Parsing A Tree File

Entering edit mode

13.8 years ago

User 1940 ▴ 80

Hi,

Is there any script template that parses a tree into its subtrees while showing all subchild / subparent nodes?

For example, for this following tree:

((ar, tk) 23 , (abc, ((xa, xb) 26 , ((lima, limb) 28 , (((spi, sfi) 31 , (eqc, (kme, ame) 33 ) 32 ) 30 , ((fxf, (tva, tvb) 36 ) 35 , (fxe, (cjk, ((mrb, (qq, rr) 41 ) 40 , sgn) 39 ) 38 ) 37 ) 34 ) 29 ) 27 ) 25 ) 24 ) 22 ;

I would like to have the following output:

node 23 includes 'ar' and 'tk',
node 32 includes nodes 'egc' and 33 which include both 'kme' and 'ame'
[...]

I can write scripts to capture nodes with two or three children, however, it gets messy when it comes to capturing the nodes at the end.

Cheers,

parsing tree phylogenetics • 8.5k views

ADD COMMENT • link updated 13.7 years ago by jhc ★ 3.0k • written 13.8 years ago by User 1940 ▴ 80

Entering edit mode

13.8 years ago

jhc ★ 3.0k

I would not rewrite the newick parser from scratch unless I had a very good reason. Have you tried any of tree manipulation libraries available (bio::phylo, ETE, etc.)?

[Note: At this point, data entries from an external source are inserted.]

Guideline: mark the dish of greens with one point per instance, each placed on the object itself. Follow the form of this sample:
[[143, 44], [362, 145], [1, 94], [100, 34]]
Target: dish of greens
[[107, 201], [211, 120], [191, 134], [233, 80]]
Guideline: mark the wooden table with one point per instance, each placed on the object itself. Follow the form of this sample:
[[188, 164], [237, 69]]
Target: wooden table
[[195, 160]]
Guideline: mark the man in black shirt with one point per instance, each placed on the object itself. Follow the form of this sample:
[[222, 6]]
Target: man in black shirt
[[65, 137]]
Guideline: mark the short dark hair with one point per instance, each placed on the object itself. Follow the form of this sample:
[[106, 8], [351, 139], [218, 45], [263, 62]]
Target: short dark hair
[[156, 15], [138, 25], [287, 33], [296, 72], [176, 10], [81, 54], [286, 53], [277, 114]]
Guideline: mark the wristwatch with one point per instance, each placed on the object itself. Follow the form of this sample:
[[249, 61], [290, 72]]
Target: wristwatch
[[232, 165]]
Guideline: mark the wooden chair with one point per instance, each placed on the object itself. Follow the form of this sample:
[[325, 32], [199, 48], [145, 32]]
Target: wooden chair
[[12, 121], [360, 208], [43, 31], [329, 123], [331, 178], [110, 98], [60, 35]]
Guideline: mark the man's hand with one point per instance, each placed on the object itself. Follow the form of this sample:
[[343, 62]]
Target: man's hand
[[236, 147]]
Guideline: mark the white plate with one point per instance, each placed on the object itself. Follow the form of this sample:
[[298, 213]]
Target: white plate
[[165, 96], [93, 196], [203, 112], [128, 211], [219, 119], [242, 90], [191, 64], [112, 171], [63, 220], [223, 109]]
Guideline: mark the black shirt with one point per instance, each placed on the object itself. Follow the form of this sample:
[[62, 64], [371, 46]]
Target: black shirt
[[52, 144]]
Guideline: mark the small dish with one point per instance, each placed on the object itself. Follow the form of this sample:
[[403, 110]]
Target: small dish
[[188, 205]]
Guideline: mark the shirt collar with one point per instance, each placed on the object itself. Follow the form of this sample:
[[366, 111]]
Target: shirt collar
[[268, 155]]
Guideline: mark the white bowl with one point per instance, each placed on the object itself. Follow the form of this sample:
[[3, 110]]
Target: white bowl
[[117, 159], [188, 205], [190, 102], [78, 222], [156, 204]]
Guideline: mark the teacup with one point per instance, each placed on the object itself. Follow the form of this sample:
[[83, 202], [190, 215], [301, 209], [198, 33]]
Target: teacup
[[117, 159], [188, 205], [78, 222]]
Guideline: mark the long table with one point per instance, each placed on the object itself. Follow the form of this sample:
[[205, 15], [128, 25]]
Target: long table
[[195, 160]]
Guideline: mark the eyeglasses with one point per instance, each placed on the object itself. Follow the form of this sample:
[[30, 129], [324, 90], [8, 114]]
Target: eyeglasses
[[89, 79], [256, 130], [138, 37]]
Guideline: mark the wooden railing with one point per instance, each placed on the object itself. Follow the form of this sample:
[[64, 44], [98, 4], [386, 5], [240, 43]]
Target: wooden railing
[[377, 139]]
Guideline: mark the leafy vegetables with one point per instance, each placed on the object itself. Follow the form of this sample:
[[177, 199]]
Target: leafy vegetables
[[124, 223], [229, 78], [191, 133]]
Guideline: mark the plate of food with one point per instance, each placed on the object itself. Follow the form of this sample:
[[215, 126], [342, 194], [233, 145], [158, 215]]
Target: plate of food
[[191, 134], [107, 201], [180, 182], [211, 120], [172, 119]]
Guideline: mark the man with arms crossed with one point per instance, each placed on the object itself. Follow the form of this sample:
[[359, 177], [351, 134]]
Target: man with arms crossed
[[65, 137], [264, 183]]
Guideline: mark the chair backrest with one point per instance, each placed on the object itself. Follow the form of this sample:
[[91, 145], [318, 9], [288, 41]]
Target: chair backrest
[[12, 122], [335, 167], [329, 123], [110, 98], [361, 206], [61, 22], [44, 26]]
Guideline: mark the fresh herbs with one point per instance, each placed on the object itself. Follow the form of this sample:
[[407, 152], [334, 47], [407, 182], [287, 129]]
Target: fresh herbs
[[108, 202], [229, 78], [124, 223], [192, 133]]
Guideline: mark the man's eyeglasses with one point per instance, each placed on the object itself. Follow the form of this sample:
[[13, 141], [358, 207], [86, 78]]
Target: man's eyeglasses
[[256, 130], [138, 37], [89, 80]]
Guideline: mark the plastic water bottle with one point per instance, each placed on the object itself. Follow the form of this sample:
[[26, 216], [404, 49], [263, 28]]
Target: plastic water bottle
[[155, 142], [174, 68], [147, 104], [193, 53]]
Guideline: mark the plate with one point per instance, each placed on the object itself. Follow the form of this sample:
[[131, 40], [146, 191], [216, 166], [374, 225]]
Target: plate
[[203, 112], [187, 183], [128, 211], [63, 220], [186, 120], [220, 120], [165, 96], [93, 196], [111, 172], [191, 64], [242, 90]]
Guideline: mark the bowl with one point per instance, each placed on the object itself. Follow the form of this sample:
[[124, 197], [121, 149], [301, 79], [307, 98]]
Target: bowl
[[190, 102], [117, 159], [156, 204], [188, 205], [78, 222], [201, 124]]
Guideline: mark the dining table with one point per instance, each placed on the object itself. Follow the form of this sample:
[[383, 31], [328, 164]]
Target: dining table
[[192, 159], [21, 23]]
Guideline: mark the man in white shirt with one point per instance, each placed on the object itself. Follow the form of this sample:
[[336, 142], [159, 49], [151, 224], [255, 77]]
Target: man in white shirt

Here it goes a very easy implementation using Python and ETE. You can customize the output as you wish.

from ete2 import Tree

def children_names(n):
    return ','.join([ch.name for ch in n.children])

nw = "((ar, tk) 23 , (abc, ((xa, xb) 26 , ((lima, limb) 28 , (((spi, sfi) 31 , (eqc, (kme, ame) 33 ) 32 ) 30 , ((fxf, (tva, tvb) 36 ) 35 , (fxe, (cjk, ((mrb, (qq, rr) 41 ) 40 , sgn) 39 ) 38 ) 37 ) 34 ) 29 ) 27 ) 25 ) 24 ) 22 ;"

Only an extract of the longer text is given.